Per la cittadina leopardiana a muovere la sensibilità sono stati l’Acquedotto pontificio, che si è classificato al 135° posto con 3.404 preferenze, e la cappella di Santa Ruffina inserita nello splendido contesto del piano nobile di Palazzo Venieri, oggi sede del Liceo Classico: per lei si sono espresse 431 persone piazzandosi al 366° posto. Mentre per quest’ultima non c’è possibilità di finanziamento, per l’acquedotto c’è ancora una probabilità: infatti il suo restauro, legato a un progetto concreto e attuabile, con un cofinanziamento che assicuri un sostegno reale dai territori di riferimento, potrà essere ricandidato dal FAI attraverso il bando che verrà pubblicato il mese prossimo.
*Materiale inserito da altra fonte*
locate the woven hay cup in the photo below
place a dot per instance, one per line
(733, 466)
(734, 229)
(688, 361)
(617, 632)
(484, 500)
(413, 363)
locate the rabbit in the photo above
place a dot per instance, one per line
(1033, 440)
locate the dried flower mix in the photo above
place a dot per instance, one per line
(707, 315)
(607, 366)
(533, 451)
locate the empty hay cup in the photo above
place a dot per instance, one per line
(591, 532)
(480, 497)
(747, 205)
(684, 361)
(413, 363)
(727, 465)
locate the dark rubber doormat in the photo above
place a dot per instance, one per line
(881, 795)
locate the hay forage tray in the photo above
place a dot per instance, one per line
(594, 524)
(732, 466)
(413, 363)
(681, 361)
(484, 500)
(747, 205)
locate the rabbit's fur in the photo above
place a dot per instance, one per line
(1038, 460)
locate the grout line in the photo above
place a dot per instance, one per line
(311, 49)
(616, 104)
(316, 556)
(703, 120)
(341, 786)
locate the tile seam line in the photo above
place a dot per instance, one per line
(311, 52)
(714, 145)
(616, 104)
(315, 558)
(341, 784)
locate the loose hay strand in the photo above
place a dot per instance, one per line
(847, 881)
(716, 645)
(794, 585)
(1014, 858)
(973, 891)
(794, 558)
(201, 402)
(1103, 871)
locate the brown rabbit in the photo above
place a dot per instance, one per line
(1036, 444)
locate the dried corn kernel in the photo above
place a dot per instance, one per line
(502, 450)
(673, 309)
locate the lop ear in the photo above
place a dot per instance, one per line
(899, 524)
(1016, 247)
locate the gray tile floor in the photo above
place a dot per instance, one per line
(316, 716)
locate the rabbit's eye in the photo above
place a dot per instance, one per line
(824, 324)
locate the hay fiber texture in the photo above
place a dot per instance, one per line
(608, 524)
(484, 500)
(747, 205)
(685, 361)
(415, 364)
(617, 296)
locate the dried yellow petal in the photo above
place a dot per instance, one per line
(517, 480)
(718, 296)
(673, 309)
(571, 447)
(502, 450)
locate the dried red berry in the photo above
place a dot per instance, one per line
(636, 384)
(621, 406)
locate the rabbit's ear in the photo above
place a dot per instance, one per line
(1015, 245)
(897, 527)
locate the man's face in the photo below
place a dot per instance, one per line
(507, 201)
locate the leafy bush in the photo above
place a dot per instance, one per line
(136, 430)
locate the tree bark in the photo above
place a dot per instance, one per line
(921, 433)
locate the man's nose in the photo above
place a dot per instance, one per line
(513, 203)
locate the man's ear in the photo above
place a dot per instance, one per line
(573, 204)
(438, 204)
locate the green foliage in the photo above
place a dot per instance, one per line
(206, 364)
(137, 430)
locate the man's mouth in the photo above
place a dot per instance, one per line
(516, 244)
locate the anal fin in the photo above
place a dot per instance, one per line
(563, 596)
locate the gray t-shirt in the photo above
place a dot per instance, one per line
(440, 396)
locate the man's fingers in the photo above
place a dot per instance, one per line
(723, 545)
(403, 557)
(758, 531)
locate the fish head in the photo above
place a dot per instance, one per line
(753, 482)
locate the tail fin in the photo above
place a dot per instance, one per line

Un amaro destino quello della cappella di Santa Ruffina perché neanche con l’art bonus si è riusciti a raggiungere la somma di 16.856 euro necessaria per il suo restauro. La cappellina contiene il corpo della giovane vergine e martire, proveniente dalle catacombe di Santa Priscilla in Roma, da sempre considerata la protettrice dei giovani liceali in occasione degli esami di maturità e nelle singole interrogazioni.
L'acquedotto Pontificio di Loreto, costruito nel 1620, comprende un tratto di superficie esterna con arcate lunga 400 metri nella vallata che separa i territori di Recanati e Loreto: è l'unico acquedotto antico rimasto nelle Marche con le arcate ancora integre.